Genç yaşta kaybettiğimiz Mattia Ahmet Minguzzi'nin annesi, son günlerin en tartışmalı konularından biri haline gelen durumu NTV ekranlarında ele aldı. Yalnızca bir anne olarak değil, aynı zamanda adalet arayışında olan bir birey olarak sesini duyuran Minguzzi, oğlunun trajik olayını ve yaşanan süreci aktardı. Anne, çocukların ve gençlerin yargılanma biçimi üzerine önemli noktalara dikkat çekti ve 'Yetişkinler gibi yargılansınlar' sözleriyle gözleri üzerine çekti.
Mattia'nın annesi, oğlunun anısını yaşatmak ve benzer durumların tekrarlanmaması için mücadele ettiğini belirtti. Oğlu için adalet arayışının kendisi için hiç bitmeyen bir yolculuk olduğunu ifade eden anne, “Oğlumun başına gelenler sadece benim değil, tüm toplumun sorunu” dedi. Kendisiyle yapılan röportajda, hukukun ve adalet sisteminin gençler üzerindeki etkisini ele alırken, “Gençlerin aklı, mantığı ve duygusal olgunluğu çoğu zaman göz ardı ediliyor. Onlar da birer birey, ancak sistem onları gerektiği gibi değerlendirmiyor. Bu yüzden yetişkinler gibi yargılanmalılar” sözlerine vurgu yaptı.
Minguzzi, toplum olarak gençlere nasıl bir gelecek sunduğumuzu sorgulamak gerektiğini de dile getirdi. “Gençler, bu toplumun geleceği. Onlara verirken, karşılaştırmak zorundayız; eğer hata yapmışlarsa, gerçekten ne kadar olgun ve bilinçli bir şekilde karar verdiklerini bilmemiz gerek. Bu noktada, adaletin eşit ve hakkaniyetli bir şekilde uygulanması şart” dedi. Kendisi ve çeşitli sivil toplum kuruluşları aracılığıyla, gençlerin daha adil bir sistemde yargılanmaları için mücadele verdiğinin altını çizen anne, “Oğlum bir numune değil, gerçek bir insandı ve ben onun değerini bilmemiz gerektiğine inanıyorum” açıklamasında bulundu.

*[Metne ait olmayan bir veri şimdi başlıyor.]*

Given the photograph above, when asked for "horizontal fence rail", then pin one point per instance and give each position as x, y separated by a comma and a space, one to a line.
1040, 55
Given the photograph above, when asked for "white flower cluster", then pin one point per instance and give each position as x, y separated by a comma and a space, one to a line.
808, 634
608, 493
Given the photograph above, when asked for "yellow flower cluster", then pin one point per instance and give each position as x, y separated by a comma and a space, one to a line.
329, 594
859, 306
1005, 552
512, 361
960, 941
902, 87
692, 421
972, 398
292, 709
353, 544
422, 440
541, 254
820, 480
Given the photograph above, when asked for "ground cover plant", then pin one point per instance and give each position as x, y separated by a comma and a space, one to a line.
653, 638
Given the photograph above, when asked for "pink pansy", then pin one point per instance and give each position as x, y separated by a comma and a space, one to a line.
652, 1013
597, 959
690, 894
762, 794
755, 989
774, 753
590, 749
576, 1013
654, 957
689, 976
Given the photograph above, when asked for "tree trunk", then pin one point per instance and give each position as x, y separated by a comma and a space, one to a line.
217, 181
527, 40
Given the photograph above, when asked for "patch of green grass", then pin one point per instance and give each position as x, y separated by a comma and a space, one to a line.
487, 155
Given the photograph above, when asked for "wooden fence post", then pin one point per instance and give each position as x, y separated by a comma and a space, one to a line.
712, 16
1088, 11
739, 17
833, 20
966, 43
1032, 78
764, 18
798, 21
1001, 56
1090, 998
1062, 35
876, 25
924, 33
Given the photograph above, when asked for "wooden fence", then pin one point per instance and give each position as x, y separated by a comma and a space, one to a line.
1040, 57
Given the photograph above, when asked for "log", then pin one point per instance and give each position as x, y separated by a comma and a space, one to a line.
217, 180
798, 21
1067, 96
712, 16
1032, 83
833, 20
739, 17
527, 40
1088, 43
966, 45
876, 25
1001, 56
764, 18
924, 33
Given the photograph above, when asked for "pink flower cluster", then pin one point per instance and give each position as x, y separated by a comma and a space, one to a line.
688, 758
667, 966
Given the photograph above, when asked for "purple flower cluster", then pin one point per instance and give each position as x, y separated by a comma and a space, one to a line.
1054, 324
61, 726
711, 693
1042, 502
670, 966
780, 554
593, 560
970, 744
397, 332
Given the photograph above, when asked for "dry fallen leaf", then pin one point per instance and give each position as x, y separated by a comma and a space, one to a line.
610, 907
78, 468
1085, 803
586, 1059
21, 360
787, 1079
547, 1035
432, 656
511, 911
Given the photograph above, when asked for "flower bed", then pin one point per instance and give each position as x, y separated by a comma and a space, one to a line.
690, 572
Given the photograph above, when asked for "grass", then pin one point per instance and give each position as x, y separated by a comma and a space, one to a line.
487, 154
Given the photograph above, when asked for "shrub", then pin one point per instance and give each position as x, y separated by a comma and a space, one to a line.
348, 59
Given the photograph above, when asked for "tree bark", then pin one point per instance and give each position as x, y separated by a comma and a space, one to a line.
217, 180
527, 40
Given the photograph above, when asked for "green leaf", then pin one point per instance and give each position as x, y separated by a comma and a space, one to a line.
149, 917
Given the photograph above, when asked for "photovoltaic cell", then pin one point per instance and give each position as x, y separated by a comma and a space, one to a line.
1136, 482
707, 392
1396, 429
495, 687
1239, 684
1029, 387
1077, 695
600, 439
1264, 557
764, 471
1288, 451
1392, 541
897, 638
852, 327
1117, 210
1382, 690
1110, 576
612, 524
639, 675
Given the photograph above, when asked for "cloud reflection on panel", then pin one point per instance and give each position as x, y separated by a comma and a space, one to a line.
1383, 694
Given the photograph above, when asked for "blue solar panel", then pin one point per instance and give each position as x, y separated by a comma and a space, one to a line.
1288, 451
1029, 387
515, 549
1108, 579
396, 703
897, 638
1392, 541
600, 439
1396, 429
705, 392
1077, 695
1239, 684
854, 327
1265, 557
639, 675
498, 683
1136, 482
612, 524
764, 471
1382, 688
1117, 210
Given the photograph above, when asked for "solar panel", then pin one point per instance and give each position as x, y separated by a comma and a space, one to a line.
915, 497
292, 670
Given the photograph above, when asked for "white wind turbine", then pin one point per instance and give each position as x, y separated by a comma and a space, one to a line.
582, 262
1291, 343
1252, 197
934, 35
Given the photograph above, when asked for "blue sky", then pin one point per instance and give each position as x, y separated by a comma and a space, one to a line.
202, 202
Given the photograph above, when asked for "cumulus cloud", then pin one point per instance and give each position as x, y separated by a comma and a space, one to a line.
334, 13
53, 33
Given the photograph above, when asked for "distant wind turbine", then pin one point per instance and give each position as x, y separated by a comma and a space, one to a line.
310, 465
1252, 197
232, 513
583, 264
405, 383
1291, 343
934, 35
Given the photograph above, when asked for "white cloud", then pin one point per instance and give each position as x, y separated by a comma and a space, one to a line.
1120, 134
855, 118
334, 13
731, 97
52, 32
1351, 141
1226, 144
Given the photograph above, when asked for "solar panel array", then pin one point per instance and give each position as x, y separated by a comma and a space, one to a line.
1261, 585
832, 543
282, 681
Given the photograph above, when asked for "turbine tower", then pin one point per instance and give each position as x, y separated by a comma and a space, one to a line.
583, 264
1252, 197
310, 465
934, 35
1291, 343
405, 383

Minguzzi, yaşanan olayın ardından sosyal medyanın etkisi üzerine de düşündüklerini ifade etti. “Sosyal medya, günümüzde çok önemli bir enstrüman. Ancak bu alanda yapılan paylaşımlar, dikkatsizce yapıldığında gençlerin psikolojisini derin şekilde etkileyebiliyor” dedi. Kendi oğlunun vefatından sonra yaşadığı travmanın yanında, sosyal medyanın nasıl bir yıkıma yol açtığını da örneklerle aktardı. “Gençlerin bu kadar yönlendirilmesi bana üzüntü veriyor. Biz büyükler olarak, onlara doğru yönlendirmeyi yapmak zorundayız. Yargılamalar yapılırken, onların bu paylaşımlar ve çıkarımlar üzerinden yargılanmamaları gerek” ifadelerini kullandı.
Bunun yanı sıra, annesi Minguzzi, basın mensuplarına da seslenerek, “Haber yaparken dikkatli olunmalı. Gençlerin özel hayatlarının çok fazla ifşa edilmesi, onların ruh sağlığını bozabilir” uyarısını yaptı. “Adalet sadece bir kelime değil, aynı zamanda bir kavramdır ve herkesin anlayışına göre şekil almalı” şeklinde sözlerini sürdürdü. Gençlerin, hayatlarının en zor anlarında bile desteklenmeye ihtiyaçları olduğunu vurguladı.
Son olarak, Mattia'nın annesi, herkesi daha fazla bilinçlenmeye ve gençlere karşı empati göstermeye davet etti. “Gelecek nesil, gençlerimizdir. Onları nasıl yetiştirir, onlara nasıl bir gelecek sunarsak, dünya o kadar güzel bir yer olur” diyerek mesajını sonlandırdı. Mattia Ahmet Minguzzi'nin trajedisi, sadece bir kayıptan ibaret değil, aynı zamanda toplumu düşündüren ve adalet kavramını sorgulatan bir olay haline geldi. Annelerin acıları, toplum olarak hepimizi etkilerken, bu durumun farkında olup mücadele etmemizi sağlıyor.
Minguzzi’nin televizyon programındaki ifadeleri, yalnızca kendi acısını değil, toplumun tüm kesimlerini etkileyen bir durumu da gözler önüne seriyor. Gençlere ve ailelerine karşı daha adil bir yaklaşımın zamanının geldiğini vurgulayan bu tür açıklamalar, toplumun bilinçlenmesi için büyük önem taşıyor ve toplumsal dönüşümün anahtarı olabilir.